Bab 5: “Semuanya Telah Hilang”

BAB 5

Semuanya Telah Hilang

Gambar
Halaman-Halaman yang Diterjemahkan

Setelah Joseph membawa pulang lempengan-lempengan emas itu, para pencari harta karun mencoba selama berminggu-minggu untuk mencurinya. Untuk menjaga agar catatan itu tetap aman, dia harus memindahkannya dari satu tempat ke tempat lain, menyembunyikan lempengan-lempengan itu di bawah perapian, di bawah lantai toko ayahnya, dan tumpukan gandum. Dia tidak akan pernah membiarkan penjagaannya lengah.

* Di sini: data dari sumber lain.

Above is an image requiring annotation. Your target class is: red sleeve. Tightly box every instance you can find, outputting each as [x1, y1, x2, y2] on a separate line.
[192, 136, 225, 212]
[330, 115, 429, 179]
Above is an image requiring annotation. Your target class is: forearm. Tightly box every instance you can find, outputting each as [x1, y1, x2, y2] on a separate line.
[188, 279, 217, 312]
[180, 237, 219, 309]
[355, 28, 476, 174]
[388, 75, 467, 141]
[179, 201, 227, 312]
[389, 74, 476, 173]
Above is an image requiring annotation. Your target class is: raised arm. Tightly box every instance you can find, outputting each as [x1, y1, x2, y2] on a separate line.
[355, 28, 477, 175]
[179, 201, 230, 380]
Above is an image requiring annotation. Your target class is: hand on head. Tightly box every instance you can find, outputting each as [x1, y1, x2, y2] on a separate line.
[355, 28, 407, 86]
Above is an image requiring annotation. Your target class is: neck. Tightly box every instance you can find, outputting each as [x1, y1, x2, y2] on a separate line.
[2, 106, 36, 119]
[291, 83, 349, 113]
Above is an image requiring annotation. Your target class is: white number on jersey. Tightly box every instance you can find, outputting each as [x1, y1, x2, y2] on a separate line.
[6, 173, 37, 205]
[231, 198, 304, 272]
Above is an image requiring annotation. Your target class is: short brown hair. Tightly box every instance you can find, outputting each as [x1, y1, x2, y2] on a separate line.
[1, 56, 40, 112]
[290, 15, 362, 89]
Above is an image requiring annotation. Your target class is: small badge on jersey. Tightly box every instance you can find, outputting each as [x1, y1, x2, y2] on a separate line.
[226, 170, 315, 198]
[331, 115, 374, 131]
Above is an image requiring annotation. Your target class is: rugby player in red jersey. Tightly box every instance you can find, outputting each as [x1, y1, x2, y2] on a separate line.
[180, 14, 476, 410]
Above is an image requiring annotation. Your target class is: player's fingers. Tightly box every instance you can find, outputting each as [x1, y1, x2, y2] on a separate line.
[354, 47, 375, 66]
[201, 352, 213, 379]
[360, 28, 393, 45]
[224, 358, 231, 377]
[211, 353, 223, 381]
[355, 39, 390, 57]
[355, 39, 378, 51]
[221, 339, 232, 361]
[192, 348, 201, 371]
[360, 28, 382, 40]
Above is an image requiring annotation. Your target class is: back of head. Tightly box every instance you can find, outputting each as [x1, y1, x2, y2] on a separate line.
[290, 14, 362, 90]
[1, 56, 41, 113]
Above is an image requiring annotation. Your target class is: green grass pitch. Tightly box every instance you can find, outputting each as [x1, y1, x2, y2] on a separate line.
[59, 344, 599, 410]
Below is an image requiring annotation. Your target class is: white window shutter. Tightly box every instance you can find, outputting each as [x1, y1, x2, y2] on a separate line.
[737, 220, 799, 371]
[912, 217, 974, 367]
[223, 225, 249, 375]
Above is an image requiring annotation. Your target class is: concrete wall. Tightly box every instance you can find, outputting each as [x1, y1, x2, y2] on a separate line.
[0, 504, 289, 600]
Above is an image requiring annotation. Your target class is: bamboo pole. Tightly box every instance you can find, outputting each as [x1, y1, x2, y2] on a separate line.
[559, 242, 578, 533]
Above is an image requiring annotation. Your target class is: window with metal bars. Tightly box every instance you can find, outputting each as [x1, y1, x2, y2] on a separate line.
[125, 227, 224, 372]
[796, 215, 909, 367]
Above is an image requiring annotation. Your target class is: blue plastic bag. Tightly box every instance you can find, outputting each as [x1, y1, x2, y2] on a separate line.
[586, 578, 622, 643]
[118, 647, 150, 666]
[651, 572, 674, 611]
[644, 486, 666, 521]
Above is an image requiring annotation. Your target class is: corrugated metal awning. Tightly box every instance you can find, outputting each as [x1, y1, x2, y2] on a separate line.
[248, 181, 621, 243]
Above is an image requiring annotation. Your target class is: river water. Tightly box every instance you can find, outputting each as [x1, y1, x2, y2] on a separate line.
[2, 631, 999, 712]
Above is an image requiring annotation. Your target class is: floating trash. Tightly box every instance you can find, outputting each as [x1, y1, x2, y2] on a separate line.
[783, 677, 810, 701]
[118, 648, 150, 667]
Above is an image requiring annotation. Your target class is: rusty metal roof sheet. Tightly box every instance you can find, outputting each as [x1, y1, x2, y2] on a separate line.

Para tetangga yang penasaran mampir ke rumah dan memintanya untuk menunjukkan catatan itu kepada mereka. Joseph selalu menolak, bahkan ketika seseorang menawarkan untuk membayarnya. Dia bertekad untuk memelihara lempengan-lempengan itu, percaya pada janji Tuhan bahwa jika dia melakukan semua yang dia bisa, lempengan-lempengan itu akan dilindungi.1

Gangguan-gangguan ini sering membuatnya tidak memeriksa lempengan-lempengan itu dan belajar lebih banyak tentang Urim dan Tumim. Dia tahu penerjemah itu seharusnya membantunya menerjemahkan lempengan-lempengan, tetapi dia tidak pernah menggunakan batu pelihat untuk membaca bahasa kuno. Dia sangat ingin memulai pekerjaannya, namun tidak jelas baginya bagaimana melakukannya.2

Saat Joseph menelaah lempengan-lempengan itu, seorang pemilik tanah terhormat di Palmyra bernama Martin Harris menjadi tertarik pada karyanya. Martin cukup tua untuk menjadi ayah Joseph dan terkadang mempekerjakan Joseph untuk membantu menggarap tanahnya. Martin telah mendengar tentang lempengan-lempengan emas namun tidak banyak memikirkannya sampai ibu Joseph mengundangnya untuk mengunjungi putranya.3

Joseph sedang bekerja di luar ketika Martin mampir, jadi dia menanyai Emma dan para anggota keluarga lainnya tentang lempengan-lempengan itu. Ketika Joseph tiba di rumah, Martin menangkap lengannya dan meminta lebih banyak perincian. Joseph menceritakan kepadanya tentang lempengan-lempengan emas dan instruksi Moroni untuk menerjemahkan dan menerbitkan tulisan yang terdapat di atasnya.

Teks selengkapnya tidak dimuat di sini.